Die Istanbul-Konvention hat in der Schweiz eine neue Dynamik ausgelöst: Die Bekämpfung von Gewalt gegen Frauen und häuslicher Gewalt ist in den Fokus politischer Debatten gerückt. In der Legislaturplanung 2019–2023 hat der Bundesrat entschieden, die Bekämpfung von geschlechtsspezifischer Gewalt als eines der zentralen Handlungsfelder der Gleichstellungsstrategie 2030 zu definieren. Das Parlament hat ausserdem beschlossen, einen nationalen Aktionsplan zur Umsetzung der Istanbul-Konvention in die Legislaturplanung aufzunehmen. Bund und Kantone haben im Rahmen des Strategischen Dialogs «Häusliche Gewalt» eine Roadmap mit Massnahmen zur Bekämpfung von häuslicher Gewalt unterzeichnet, darunter etwa eine zentrale Telefonnummer für Gewaltbetroffene. Auf kantonaler und kommunaler Ebene wurden ebenfalls zahlreiche Aktions- und Massnahmenpläne zur Umsetzung des Übereinkommens verabschiedet.

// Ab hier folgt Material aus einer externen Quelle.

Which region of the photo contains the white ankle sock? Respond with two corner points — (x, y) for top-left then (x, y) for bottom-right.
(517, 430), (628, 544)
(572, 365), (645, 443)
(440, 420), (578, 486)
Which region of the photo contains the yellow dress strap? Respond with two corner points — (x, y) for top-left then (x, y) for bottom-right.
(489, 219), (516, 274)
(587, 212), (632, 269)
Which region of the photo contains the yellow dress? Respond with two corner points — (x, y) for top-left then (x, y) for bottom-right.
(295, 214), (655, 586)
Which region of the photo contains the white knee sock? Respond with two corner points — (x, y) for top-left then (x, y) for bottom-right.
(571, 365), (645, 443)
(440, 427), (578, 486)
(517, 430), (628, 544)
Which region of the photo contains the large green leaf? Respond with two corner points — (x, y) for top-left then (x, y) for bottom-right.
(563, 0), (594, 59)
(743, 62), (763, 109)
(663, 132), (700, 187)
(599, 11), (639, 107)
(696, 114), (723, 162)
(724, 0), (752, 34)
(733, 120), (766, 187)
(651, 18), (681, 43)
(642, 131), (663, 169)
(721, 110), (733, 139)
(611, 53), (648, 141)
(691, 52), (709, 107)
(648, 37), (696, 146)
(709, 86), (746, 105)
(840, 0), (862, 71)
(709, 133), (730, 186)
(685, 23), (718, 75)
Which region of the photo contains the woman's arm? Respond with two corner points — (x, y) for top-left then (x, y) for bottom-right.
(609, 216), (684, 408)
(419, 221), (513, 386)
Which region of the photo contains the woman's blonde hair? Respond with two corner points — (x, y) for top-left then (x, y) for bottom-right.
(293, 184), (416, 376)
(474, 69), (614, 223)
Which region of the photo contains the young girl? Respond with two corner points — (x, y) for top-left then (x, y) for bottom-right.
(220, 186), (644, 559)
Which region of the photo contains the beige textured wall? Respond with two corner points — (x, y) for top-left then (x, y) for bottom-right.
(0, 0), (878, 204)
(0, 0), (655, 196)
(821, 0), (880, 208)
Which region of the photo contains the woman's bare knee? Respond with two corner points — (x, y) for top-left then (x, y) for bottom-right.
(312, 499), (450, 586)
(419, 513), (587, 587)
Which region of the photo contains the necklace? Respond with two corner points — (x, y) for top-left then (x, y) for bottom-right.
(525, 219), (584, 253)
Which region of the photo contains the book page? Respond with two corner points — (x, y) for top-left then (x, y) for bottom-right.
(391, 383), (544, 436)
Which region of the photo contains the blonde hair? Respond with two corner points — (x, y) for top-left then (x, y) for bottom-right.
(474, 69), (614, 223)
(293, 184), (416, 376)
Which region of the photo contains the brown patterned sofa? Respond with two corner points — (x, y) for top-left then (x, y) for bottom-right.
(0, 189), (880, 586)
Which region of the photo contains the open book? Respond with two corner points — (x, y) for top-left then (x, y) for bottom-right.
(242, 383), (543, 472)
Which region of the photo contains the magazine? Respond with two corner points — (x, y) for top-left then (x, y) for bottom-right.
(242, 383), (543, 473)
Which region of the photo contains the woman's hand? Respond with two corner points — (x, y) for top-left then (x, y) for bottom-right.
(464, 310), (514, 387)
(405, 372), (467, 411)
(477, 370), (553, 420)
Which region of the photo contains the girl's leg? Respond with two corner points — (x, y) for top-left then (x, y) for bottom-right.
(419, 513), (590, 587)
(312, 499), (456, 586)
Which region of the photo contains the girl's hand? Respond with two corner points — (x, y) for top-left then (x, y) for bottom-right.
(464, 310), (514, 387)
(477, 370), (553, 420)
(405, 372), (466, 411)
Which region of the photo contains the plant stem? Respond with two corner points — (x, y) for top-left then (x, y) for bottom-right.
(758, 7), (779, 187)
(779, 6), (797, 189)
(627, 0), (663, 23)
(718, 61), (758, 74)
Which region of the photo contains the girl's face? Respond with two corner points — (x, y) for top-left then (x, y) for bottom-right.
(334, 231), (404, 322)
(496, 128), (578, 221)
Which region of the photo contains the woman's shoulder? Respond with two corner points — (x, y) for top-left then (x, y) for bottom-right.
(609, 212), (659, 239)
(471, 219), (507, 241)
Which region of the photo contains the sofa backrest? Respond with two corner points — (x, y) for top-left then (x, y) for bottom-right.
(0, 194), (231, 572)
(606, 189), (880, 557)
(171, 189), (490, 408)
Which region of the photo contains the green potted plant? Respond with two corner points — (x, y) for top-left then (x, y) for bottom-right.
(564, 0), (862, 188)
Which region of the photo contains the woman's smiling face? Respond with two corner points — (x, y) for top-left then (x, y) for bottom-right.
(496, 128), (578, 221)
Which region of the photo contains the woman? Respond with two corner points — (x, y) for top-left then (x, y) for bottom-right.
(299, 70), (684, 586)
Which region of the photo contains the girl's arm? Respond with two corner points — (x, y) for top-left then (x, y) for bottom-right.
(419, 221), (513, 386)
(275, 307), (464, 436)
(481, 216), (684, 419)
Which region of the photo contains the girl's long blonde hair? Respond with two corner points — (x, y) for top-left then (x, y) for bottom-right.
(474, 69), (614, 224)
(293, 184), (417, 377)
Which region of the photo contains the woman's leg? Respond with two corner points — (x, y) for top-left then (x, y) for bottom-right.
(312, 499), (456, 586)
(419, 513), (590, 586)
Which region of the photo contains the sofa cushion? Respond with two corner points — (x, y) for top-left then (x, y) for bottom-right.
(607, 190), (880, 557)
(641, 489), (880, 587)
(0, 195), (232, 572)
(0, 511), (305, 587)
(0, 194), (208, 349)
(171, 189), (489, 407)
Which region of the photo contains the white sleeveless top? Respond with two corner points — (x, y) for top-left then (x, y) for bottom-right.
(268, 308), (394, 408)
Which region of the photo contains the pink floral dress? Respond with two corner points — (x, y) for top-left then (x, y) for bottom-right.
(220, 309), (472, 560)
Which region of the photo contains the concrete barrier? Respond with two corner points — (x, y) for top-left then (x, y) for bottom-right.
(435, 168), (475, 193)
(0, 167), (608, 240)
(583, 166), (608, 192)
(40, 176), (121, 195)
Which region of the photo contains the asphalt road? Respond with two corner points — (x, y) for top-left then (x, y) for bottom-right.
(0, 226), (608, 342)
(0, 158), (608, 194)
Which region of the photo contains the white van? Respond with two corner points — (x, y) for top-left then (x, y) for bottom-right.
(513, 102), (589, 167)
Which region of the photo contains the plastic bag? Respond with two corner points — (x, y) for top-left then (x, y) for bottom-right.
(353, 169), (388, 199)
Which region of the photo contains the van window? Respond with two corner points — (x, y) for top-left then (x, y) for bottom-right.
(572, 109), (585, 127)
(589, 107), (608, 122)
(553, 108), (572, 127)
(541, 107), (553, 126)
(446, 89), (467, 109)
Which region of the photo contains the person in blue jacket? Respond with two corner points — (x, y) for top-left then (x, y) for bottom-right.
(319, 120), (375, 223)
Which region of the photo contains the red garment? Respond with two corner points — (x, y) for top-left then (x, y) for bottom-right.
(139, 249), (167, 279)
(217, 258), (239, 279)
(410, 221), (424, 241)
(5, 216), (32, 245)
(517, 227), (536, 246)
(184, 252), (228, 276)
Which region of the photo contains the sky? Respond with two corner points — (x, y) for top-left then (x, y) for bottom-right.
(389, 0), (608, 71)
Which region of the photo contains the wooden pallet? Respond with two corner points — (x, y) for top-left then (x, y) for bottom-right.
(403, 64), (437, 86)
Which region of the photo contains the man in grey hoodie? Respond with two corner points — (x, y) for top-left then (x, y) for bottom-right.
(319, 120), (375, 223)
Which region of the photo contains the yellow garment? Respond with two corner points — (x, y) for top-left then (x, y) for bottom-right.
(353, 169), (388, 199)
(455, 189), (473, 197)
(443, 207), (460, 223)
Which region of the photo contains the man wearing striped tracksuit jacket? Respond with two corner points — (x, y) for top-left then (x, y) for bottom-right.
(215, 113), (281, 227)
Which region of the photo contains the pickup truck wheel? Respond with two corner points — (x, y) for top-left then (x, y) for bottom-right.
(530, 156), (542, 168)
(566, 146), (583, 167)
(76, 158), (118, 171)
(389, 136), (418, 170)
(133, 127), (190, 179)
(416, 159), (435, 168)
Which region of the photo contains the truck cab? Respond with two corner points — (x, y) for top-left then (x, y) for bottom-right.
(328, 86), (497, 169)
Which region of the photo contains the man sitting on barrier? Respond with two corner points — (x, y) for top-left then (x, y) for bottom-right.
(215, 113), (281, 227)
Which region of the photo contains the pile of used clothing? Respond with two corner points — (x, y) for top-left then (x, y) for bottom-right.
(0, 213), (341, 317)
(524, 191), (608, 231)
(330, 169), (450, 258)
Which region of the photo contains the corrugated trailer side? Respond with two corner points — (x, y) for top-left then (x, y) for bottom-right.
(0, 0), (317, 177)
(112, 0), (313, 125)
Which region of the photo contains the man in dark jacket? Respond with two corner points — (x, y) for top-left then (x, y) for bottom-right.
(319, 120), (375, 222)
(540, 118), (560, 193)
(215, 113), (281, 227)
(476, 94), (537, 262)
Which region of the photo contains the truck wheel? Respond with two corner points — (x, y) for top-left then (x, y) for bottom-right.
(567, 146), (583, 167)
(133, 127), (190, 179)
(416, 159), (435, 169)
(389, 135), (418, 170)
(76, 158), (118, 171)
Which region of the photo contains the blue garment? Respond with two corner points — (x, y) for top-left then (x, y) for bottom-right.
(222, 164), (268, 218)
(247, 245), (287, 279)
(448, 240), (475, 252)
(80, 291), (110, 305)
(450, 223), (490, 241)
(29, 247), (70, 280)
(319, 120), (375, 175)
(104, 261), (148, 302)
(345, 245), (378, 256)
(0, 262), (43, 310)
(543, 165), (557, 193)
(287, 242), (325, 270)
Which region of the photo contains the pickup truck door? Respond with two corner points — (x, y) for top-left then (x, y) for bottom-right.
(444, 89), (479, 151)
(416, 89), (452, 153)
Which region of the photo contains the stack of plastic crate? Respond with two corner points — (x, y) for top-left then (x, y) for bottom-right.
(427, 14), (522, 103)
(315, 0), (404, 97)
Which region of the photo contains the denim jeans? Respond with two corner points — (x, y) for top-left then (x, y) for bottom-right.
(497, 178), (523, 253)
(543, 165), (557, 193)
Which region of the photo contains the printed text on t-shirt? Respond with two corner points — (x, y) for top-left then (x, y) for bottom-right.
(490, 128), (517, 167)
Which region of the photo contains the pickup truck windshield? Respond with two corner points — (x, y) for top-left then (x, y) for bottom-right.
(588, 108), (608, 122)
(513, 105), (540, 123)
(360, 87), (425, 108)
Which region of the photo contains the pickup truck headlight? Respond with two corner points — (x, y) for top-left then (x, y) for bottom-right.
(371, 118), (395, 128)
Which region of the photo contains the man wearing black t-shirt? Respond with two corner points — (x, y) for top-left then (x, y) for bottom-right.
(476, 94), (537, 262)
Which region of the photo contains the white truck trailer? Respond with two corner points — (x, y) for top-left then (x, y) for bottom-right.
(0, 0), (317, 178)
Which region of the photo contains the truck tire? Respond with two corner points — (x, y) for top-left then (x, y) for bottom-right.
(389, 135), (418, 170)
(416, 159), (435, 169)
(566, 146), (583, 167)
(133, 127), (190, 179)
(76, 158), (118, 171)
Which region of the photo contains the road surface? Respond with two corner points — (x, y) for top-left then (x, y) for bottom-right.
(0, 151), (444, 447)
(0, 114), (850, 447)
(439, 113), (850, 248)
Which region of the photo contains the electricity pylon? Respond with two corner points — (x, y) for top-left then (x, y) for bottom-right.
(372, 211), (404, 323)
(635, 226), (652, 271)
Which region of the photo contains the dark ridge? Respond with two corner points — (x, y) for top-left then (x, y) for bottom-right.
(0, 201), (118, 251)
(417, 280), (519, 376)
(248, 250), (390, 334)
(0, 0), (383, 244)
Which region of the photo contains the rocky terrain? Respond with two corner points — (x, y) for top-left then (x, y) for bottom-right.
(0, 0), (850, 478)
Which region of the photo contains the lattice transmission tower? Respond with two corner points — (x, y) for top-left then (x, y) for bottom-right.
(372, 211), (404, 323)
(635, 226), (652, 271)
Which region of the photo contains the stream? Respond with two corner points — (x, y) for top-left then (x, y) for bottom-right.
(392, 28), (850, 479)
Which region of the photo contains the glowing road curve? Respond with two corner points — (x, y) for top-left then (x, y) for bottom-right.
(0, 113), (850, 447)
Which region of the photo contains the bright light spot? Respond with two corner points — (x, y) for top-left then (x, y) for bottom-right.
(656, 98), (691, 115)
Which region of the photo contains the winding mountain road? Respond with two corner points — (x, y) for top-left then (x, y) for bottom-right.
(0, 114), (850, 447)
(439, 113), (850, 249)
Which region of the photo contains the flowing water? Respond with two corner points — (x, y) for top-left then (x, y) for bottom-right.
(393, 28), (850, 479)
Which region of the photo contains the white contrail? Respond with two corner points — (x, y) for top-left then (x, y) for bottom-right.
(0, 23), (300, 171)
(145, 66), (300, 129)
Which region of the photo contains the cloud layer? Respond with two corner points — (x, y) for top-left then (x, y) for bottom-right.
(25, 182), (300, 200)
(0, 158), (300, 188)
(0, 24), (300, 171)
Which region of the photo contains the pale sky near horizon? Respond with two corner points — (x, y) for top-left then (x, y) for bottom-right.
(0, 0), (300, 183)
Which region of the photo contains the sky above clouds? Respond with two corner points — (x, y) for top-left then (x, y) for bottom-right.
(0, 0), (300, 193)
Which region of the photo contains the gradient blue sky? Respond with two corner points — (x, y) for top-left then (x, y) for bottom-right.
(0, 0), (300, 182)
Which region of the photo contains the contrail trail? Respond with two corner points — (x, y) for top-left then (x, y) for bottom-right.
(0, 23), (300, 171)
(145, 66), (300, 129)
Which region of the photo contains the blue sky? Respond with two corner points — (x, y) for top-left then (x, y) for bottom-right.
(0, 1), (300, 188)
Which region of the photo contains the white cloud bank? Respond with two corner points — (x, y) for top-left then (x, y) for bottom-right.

Auf nationaler Ebene können seit diesem Jahr Projekte zur Bekämpfung und Verhütung von Gewalt gegen Frauen von privaten und öffentlichen Organisationen mit Finanzhilfen des Bundes unterstützt werden. Im Bereich Schutz und Unterstützung ist seit 2019 die Plattform www.opferhilfe-schweiz.ch online, die Opfern von Gewalt Informationen und Unterstützung bietet.

Das schweizerische Recht vermag den Anforderungen der Konvention insgesamt zu genügen. Das Bundesgesetz über die Verbesserung des Schutzes gewaltbetroffener Personen ist seit dem 1. Juli 2020 wirksam. Die Bestimmung über die elektronische Überwachung von zivilrechtlichen Rayon- oder Kontaktverboten tritt auf den 1. Januar 2022 in Kraft.

Ausserdem hat die Kommission für Rechtsfragen des Ständerates im Frühjahr 2021 eine Vernehmlassung zu einer Revision des Sexualstrafrechts durchgeführt. Neu soll der Tatbestand der Vergewaltigung geschlechtsneutral formuliert und sexuelle Handlungen gegen den Willen einer Person sollen angemessen bestraft werden, auch wenn keine Gewalt oder Drohungen vorliegen. Mit letzterer Änderung soll der strafrechtliche Schutz von Opfern von sexuellen Übergriffen verbessert werden.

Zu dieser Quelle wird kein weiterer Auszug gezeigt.